As discussed in Section 3.5 of Chapter 3, the singular portion of the PSI sub-structure

that displayed activity of its own was the penultimate helix, H3, located in the C-terminal

half of the overall primary structure. Recall the features of H3:

EAPLCTACEMAVVWMQNQLKQ

That a sub-structure such as H3 was found to be “active” was not surprising in and of itself;

in fact, it was hypothesized that the adjacent helix region would display membrane

perturbation activity. A similar case for saposin was previously reported (Wang et al,

2003), albeit not in the same mode as the present case with respect to sequence.
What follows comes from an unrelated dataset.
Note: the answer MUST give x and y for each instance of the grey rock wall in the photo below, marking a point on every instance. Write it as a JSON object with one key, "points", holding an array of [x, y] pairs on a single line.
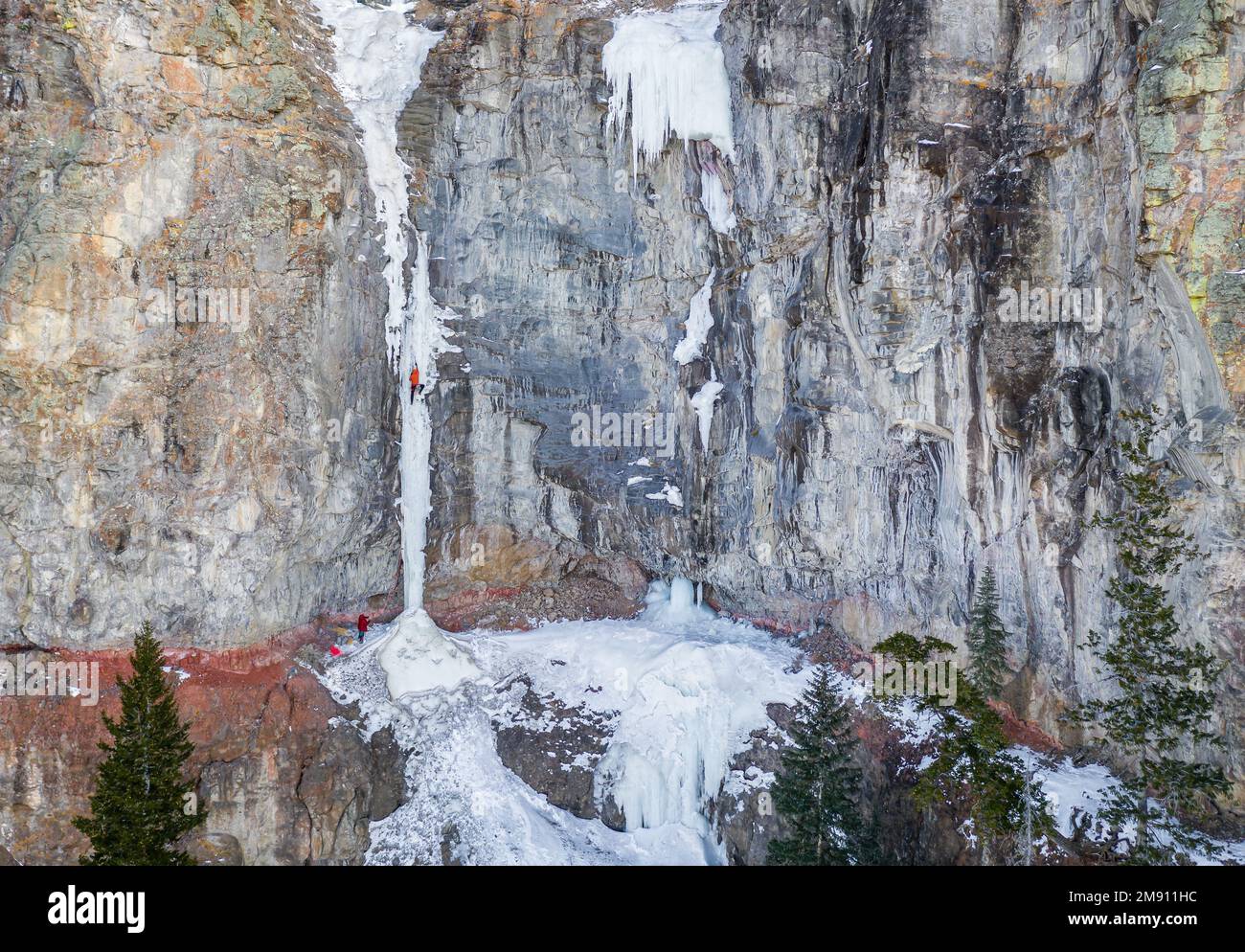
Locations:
{"points": [[883, 436]]}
Furthermore, the fact that H3 is active, and Lys83 is essential for H3 bilayer activity, has

now offered a simple and fortuitous case study to consider in future experiments. This is

particularly true in consideration that the [Asn/Gln]-[Asn/Gln]-[Ala/Leu/Ile/Val]-

[Arg/Lys]-[Asn/Gln] motif, found in H3, is present in many flocculating/coagulating

proteins. Flocculating proteins such as Flo must have a positively charged, glutamine-rich

portion of the peptide in order to cause flocculation (Suarez et al, 2005). There are

variations on the general structural arrangement of having high Gln content, a hydrophobic

moiety and at least one positive charge (Lys or Arg) within a relatively short sequence. To

the best of our knowledge, the shortest such example that functions as a flocculent protein

is β-lactoglobulin fragment 1−8 (Pouliot et al, 2009). Other examples of similar

antimicrobial peptides/proteins are listed in Table 3.1.

As discussed in Chapter 3, StAP PSI contains an additional Gln (QNQLKQ)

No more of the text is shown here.